Ce qu’ils en disent…
Il y a dans ce livre des accents poétiques, une tendresse à fleur de peau qui se marie avec la perception d’un monde inexorable.
Madame Figaro
[EDITIONSPOINTS.COM] Quelque part en Afrique, la nuit, un homme assis sur le toit d’un théâtre contemple la ville. A ses pieds, allongé sur un matelas, un enfant blessé par balle est en train de mourir. Nelio, dix ans, possède pourtant la sagesse et l’intelligence d’un vieil homme… Pendant les neuf nuits qui lui restent à vivre, il va raconter l’histoire de sa vie.
Tandis que la guerre civile faisait rage, Nelio, alors âgé de six ans, a été l’unique rescapé de la mise à sac de son village. Après une période d’errance ponctuée de rencontres étranges, il finit par se retrouver en ville et par rejoindre un groupe d’enfants des rues. Un jour, il est blessé mortellement par un gardien du théâtre qui le prend pour un voleur.
Le narrateur est José Antonio Maria Vaz, un simple boulanger africain qui a connu la domination portugaise et qui, comme dans les Mille et Une Nuits, recueille le récit de Nelio, suspendu aux premières lueurs du jour jusqu’à la nuit suivante.
Tel est le conte humaniste, cruel et tendre à la fois, que Henning Mankell ciselle de main de maître, abordant, au-delà de l’histoire de Nelio, tout autant la misère dans les État ruinés d’Afrique après l’ère coloniale, que maints aspects de l’existence humaine : le rôle de l’art et de l’imagination chez l’individu, les forces mystérieuses qui nous gouvernent et le sens de la vie.
[AFRICINE.ORG] On pouvait craindre le pire : un film réalisé par une Occidentale sur les enfants des rues au Mozambique d’après le roman d’un auteur à succès suédois. La surprise est d’autant plus grande : Comédia infantil, qui laisse l’enfant Nelio raconter sa dramatique histoire dans un Mozambique en guerre, est attachant sans verser dans le sentimentalisme, magique sans être niais, engagé sans brandir de pancarte et beau sans carte-postale. Tout tient bien sûr dans la manière de traiter le sujet. On retrouve dans cette écriture cinématographique quelque chose de Marguerite Duras : des plans lacunaires et incisifs centrés sur des détails signifiants, une stylisation générale évitant systématiquement tout effet esthétisant, et en définitive un étonnement ménagé au spectateur à chaque image. Un enfant raconte son histoire mais c’est d’une réécriture qu’il s’agit. Une distance littéraire (il réfléchit ce qu’il vit) vient renforcer une distance théâtrale (il rejoue son histoire pour finalement déboucher sur une scène de théâtre). Si bien que le réalisme des détails donne paradoxalement naissance à une atmosphère irréelle, où la magie trouve une place toute naturelle. Cela n’empêche pas l’identification mais nous dispense des larmes, car l’émotion ressentie ne provient pas d’une peur de ce qui nous arriverait si on était à la place de l’enfant mais davantage du réveil en soi d’une compréhension sensible du cycle de la vie et de la mort, du drame de la guerre, de la magie de la vie.

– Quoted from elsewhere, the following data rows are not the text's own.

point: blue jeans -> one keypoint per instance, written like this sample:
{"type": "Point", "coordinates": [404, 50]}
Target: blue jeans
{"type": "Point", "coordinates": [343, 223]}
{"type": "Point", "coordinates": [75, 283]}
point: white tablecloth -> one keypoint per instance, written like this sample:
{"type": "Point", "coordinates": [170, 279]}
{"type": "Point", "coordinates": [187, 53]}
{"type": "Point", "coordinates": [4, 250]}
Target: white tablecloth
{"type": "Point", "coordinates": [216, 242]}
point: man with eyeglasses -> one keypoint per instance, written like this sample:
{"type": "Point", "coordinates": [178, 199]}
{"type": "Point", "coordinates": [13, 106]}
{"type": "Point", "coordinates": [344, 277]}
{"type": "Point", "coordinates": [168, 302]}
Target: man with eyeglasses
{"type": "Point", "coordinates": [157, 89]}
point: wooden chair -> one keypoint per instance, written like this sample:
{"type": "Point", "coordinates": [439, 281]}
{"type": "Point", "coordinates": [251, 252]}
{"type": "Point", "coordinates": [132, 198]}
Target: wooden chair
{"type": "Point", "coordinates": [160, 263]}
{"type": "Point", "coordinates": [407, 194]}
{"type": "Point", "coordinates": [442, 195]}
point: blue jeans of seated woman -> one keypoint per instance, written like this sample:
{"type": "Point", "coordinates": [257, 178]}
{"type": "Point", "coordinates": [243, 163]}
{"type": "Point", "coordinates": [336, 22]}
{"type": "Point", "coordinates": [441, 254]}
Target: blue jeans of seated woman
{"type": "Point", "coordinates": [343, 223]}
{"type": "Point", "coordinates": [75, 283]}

On retrouve la subtilité développée dans Kirikou la sorcière de Michel Ocelot et l’on peut souhaiter au film le même succès tant chez les jeunes que chez les adultes. Il n’y a pas de hasard : tout comme Ocelot a puisé dans son enfance guinéenne, Henning Mankell, l’auteur du livre dont est tiré le film, vit au Mozambique où il dirige le Théâtre Avenida qui sert de décor au film. La réalisatrice vit elle-même entre Portugal et Suède et l’on retrouve dans le film certaines obsessions de la culture portugaise (culture coloniale : il appartiendrait à un auteur mozambicain d’en déceler les ambiguïtés) comme l’inscription de la violence dans le cycle de la vie ou la recherche d’un monde spirituel intermédiaire. Aux soldats portant des masques de mort qui vont jusqu’à écraser un enfant dans un mortier s’oppose une femme-lézard qui sauve et initie à la fois. Le film devient ainsi une série d’étapes initiatiques où l’enfant Nelio engrange les expériences lui permettant d’affirmer les valeurs de vie qui permettront à cette société de sortir de la guerre. Comme dans le final du magnifique Mortu Nega (Ceux dont la mort n’a pas voulu) du Bissau-Guinéen Flora Gomes, une rencontre est proposée entre les morts et les vivants pour pouvoir danser sur la scène du théâtre de la vie. Le boulanger, qui a écouté durant tout le film l’histoire de Nelio, peut alors généreusement offrir ses croissants aux enfants des rues et quitter son état de soumission pour partir sur le chemin de l’autonomie.
Olivier Barlet
MANKELL Henning, Comédia infantil est paru en suédois en 1995 puis en français chez Points en 2003, dans une traduction de Agneta Segol et Pascale Brick-Aïda. Il est réédité chez Points depuis 2016.
SV > FR
EAN 9782020799072
288 pages
Ce que nous en disons…
La maîtrise de Mankell permet une émotion contenue d’une rare intensité, l’horreur est évidente mais sans l’indécence du pathos, l’humanité rayonne à chaque page. C’est une Afrique qui sonne juste, profonde et incarnée, sous la plume d’un suédois qu’on a connu plus détaché.
Nous étions déjà sous le charme des deux récits non-policiers de Mankell (Les chaussures italiennes en 2019 et Les bottes suédoises en 2020). C’est un souffle plus large encore qui habitait l’histoire de José Antonio Maria Vaz et de Nelio, quelques années auparavant. A lire d’urgence…
Bonnes feuilles…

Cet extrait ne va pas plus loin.